The following code block plots the mean-squared loss values as the number of features used increases. The dashed red line is at n_features = 100, which is the interpolation point, where the number of features used surpasses the number of images in the dataset. The minimum loss achieved is also highlighted in green. Also, I used a logarithmic scale to make the visualization more clear, but note that this means the loss values shown on the plots are not exact.

plt.figure(figsize=(8, 5))
plt.plot(feature_counts, losses_train, marker='o')

plt.yscale('log')
plt.axvline(x=100, color='red', linestyle='--', label='x = 100')

min_idx = torch.tensor(losses_train).argmin().item()
min_features = feature_counts[min_idx]
min_loss = losses_train[min_idx]
plt.scatter(min_features, min_loss, color='green', s=70, zorder=5, label='Min Loss')

plt.xlabel("Number of Random Features")
plt.ylabel("Mean Squared Error (training)")
plt.title("MSE vs. Number of Features")
plt.grid(True)
plt.show()

As we can see, there is a dramatic drop in loss at the interpolation point, and the optimal training loss was achieved around n_features = 120. To see whether the model fell into overfitting or not, we can now examine the test dataset.

plt.figure(figsize=(8, 5))
plt.plot(feature_counts, losses_test, marker='o')

plt.yscale('log')
plt.axvline(x=100, color='red', linestyle='--', label='x = 100')

min_idx = torch.tensor(losses_test).argmin().item()
min_features = feature_counts[min_idx]
min_loss = losses_test[min_idx]
plt.scatter(min_features, min_loss, color='green', s=70, zorder=5, label='Min Loss')

plt.xlabel("Number of Random Features")
plt.ylabel("Mean Squared Error (testing)")
plt.title("MSE vs. Number of Features")
plt.grid(True)
plt.show()

print("The minimum loss was", min_loss, "achieved using", min_features, "features.")

The minimum loss was 184.91291376461538 achieved using 292 features.

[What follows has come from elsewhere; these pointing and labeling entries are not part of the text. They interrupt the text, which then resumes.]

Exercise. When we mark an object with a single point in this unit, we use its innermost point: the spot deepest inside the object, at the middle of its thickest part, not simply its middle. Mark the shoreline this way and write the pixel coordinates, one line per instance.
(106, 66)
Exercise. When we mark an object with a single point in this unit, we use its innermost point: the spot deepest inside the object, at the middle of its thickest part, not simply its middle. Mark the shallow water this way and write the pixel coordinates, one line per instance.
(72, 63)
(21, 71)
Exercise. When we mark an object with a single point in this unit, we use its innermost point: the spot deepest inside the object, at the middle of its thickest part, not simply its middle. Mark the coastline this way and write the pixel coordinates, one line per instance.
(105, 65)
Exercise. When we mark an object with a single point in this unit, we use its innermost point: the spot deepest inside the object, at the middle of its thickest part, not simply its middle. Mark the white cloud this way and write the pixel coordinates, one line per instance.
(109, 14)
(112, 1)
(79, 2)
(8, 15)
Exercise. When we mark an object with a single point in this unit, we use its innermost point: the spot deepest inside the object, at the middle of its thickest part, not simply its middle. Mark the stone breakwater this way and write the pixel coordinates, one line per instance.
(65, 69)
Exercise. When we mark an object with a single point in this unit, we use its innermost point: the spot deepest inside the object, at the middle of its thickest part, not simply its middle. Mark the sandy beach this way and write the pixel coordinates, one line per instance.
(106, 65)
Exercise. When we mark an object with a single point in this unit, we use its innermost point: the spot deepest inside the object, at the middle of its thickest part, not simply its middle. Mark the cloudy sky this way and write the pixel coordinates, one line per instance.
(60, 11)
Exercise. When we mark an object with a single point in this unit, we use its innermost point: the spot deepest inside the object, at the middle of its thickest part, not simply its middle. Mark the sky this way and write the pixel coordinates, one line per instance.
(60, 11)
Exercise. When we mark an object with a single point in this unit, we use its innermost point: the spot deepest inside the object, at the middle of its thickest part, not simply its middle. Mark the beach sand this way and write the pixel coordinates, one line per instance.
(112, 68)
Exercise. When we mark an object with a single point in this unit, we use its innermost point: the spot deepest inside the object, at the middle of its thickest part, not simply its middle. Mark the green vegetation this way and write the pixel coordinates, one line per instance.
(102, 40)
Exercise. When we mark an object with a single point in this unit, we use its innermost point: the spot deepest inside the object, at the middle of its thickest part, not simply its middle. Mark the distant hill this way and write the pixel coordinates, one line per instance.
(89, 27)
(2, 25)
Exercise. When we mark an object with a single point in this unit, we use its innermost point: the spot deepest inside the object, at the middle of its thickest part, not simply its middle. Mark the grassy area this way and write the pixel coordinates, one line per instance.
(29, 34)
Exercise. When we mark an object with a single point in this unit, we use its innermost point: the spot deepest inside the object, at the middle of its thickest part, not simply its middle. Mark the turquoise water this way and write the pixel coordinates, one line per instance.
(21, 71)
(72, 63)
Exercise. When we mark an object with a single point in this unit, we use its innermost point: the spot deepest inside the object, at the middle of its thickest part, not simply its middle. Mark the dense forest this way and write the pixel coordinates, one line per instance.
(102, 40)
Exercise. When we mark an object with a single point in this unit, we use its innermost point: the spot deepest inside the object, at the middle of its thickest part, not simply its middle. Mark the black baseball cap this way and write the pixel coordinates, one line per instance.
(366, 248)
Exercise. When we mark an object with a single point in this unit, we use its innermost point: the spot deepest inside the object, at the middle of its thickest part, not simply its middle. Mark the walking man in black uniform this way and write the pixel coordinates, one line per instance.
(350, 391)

At the interpolation point, the mean-squared loss increases greatly on test data. However, as we use more and more features, the performance actually improves, with the optimal loss being achieved at n_features = 292. This is the phenomenon of double descent, where we can achieve better testing performance by using greatly more features than the number of datapoints available, which stands in direct contrast to the classical view of overfitting. This result is what powers deep learning models, which are now overparameterized to extreme extents.

Discussion

In this blog post, we showed how using certain optimization functions can allow for double descent, which enables the use of overparameterization as a means of improving training performance. Despite the optimal closed-form solution for mean-squared error not working with overparameterization, using the Moore-Penrose pseudoinverse allows overparameterization, which was demonstrated to be highly beneficial. The loss values before the interpolation point were much larger than the loss values after the interpolation point. This has important implications for machine learning, as if we can improve performance by providing more features, then improving the scale of data available to train on will also lead to improved model performance. We also do not have to worry as much about overfitting, which has traditionally been a key challenge in developing highly tuned models.